Fishing for Fishies: continuing Basinwide Habitat Surveys

Fishing for Fishies: continuing Basinwide Habitat Surveys

The Basinwide Systematic Surveys are still underway! If you haven’t read my last blog post detailing the first step of our current survey process, I recommend it for an in-depth explanation! For those who haven’t, our basinwide systematic survey process begins with habitat typing, which involves moving through the creek and dividing it into small sections, or ‘units’, and taking measurements such as depth and width of these sections. After they are classified, these units are selected at random intervals to be subjected to the second part of this process, snorkeling!

Snorkeling takes place to identify and count the species present in the unit of interest. While we focus on salmonids, this includes anything from sculpin, a freshwater fish in this region, to crayfish! The process involves one or two snorkelers swimming (and more often army crawling) through the unit with a flashlight and tallying any species they see. This tends to be the most accurate way to count the fish, as they are not too disturbed by the snorkeler passing through the creek. Once this process is complete, units are randomly chosen for the last step in this process, electrofishing.

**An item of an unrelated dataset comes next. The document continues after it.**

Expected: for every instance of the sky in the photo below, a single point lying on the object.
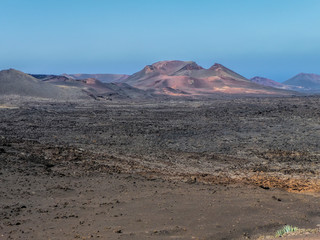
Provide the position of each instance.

Photo of a juvenile Coho Salmon taken while snorkeling

Electrofishing, or e-fishing, involves using an electrofisher to stun the fish in the creek and remove them to get a more concrete count of what occupies the unit. It may sound a little scary, but I promise it isn’t as bad as it may sound! This process can be shown in the picture below- the person operating the e-fisher stands in the middle and uses a wand that emits a low voltage of electricity that attracts and temporarily stuns fish. The fish recover within seconds, so the two netters on either side have to be alert enough to catch any fish that come near the wand. Once the fish are netted, length and weight measurements are taken, after which they are returned to the creek.

Electrofishing a pool in Pine Gulch Creek.